Hace unos años, cuando fui a visitar con mi padre su amado Ecuador, fuimos a la granja donde se crio. Noté un grupo de árboles extraños. Mi papá contó que, cuando era chico y travieso, tomaba una rama desechada de un árbol frutal, hacía hendiduras en otro tipo de árbol y ataba la rama al tronco, como hacían los grandes. Sus travesuras pasaron inadvertidas hasta que esos árboles comenzaron a dar un fruto diferente al esperado.

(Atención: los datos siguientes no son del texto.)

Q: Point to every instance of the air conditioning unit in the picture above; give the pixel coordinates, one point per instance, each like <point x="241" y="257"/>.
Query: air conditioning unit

Mientras él me describía el proceso de injertar, capté lo que significa para nosotros ser injertados en la familia de Dios. Sé que mi fallecido padre está en el cielo porque fue injertado en la familia de Dios por la fe en Jesús.
Nosotros también podemos tener la seguridad de estar finalmente en el cielo. Pablo les explicó a los creyentes en Roma que Dios abrió el camino para que los gentiles, que no eran judíos, se reconciliaran con él: «tú, siendo olivo silvestre, has sido injertado en lugar de ellas, y has sido hecho participante de la raíz y de la rica savia del olivo» (Romanos 11:17). Cuando ponemos nuestra fe en Jesús, somos injertados en Él y nos volvemos parte de la familia de Dios: «el que permanece en mí, y yo en él, este lleva mucho fruto» (Juan 15:5).
Como árboles injertados, somos hechos una nueva creación y podemos dar mucho fruto.